The Herald (Harare)

Zimbabwe:Demand for Office, Retail Space Will Rise -- Report

3 November 2009


Harare — THE continuing improvement in the economic situation in the country and the commercial sector should in the medium to long term see an increase in demand for the limited office and retail space.

According to a report by EFE Securities Equity Research Analyst Mr James Chiuta the average vacancy rate on all property groups is five percent at present due to the current low business activity,.

"Therefore as the economy continues to recover, we should see a growth in demand for rental space, pushing rentals upwards.

"Retail space should lead this phase as we have witnessed a rapid recovery of most retail giants as well as the establishment of new and very aggressive retail outfits," read part of the report.

However, Mr Chiuta noted that it might be difficult to predict the actual time the property industry will recover, but the company believes that when the time comes, there will be a sharp increase in both the property values and rental yields.

The commercial sector is currently coming out of a recession where companies were forced to scale-down after the Reserve Bank of Zimbabwe's clampdown on speculative behavior.

Resultantly, there was an increase in vacancies in the commercial properties as most companies failed to meet the new US$ denominated rentals.

This caused most landowners to compromise on their rental revenues to prevent an increase in vacancies and at least maintain a decent income stream.

Property sales have also been subdued since the conversion to the multiple currencies regime as there was a lack of an established mortgage issuer as well as low levels of disposable incomes to support such transactions.

Therefore, it has been difficult to establish the market values of commercial properties over the year.

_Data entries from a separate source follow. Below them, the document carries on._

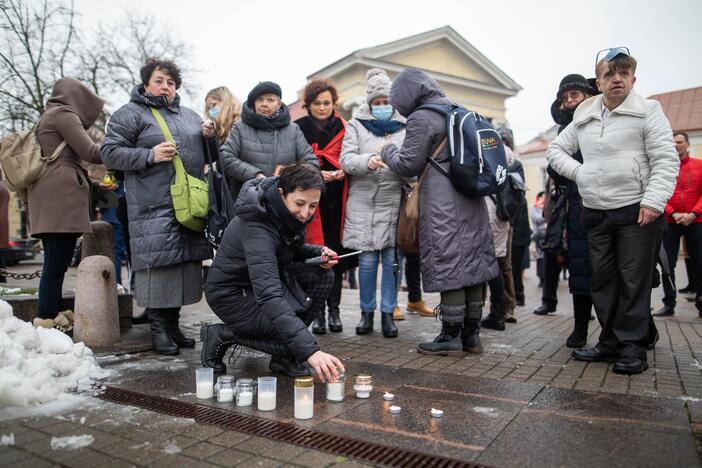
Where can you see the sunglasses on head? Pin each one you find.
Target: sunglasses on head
(610, 54)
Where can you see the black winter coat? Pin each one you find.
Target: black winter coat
(579, 267)
(257, 246)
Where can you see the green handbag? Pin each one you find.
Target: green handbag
(190, 195)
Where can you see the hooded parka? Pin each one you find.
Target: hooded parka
(156, 238)
(455, 242)
(59, 201)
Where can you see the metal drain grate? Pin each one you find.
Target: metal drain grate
(281, 432)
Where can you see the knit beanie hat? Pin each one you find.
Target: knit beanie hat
(378, 84)
(264, 87)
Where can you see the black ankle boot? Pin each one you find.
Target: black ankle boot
(174, 331)
(496, 318)
(161, 341)
(388, 324)
(335, 325)
(470, 336)
(448, 342)
(319, 325)
(216, 339)
(365, 326)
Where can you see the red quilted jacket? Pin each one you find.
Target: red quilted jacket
(687, 196)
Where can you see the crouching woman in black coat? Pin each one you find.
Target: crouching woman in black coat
(259, 284)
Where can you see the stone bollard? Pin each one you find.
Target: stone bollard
(96, 314)
(100, 242)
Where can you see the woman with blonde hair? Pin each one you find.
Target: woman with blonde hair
(224, 109)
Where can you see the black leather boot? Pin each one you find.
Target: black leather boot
(161, 341)
(335, 325)
(365, 326)
(172, 319)
(216, 339)
(319, 325)
(470, 336)
(388, 324)
(448, 342)
(496, 318)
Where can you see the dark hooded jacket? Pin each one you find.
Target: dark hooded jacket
(156, 238)
(455, 241)
(257, 246)
(59, 201)
(257, 144)
(579, 267)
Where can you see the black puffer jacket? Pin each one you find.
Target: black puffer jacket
(156, 238)
(258, 245)
(579, 267)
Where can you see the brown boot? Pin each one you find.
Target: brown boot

Meanwhile the absence of mortgage facilities, low disposable incomes as well as low market liquidity, should result in property prices remaining relatively lower than regional comparatives.

Most property groups with excess land banks reserved for property development made decisions to prioritise the renovation of their current properties to a standard in line with regional standards before they considered erecting new structures.

Residential properties took a real knock in value, with a house whose value was US$100 000 in July 2008 falling to US$65 000 by February 2009.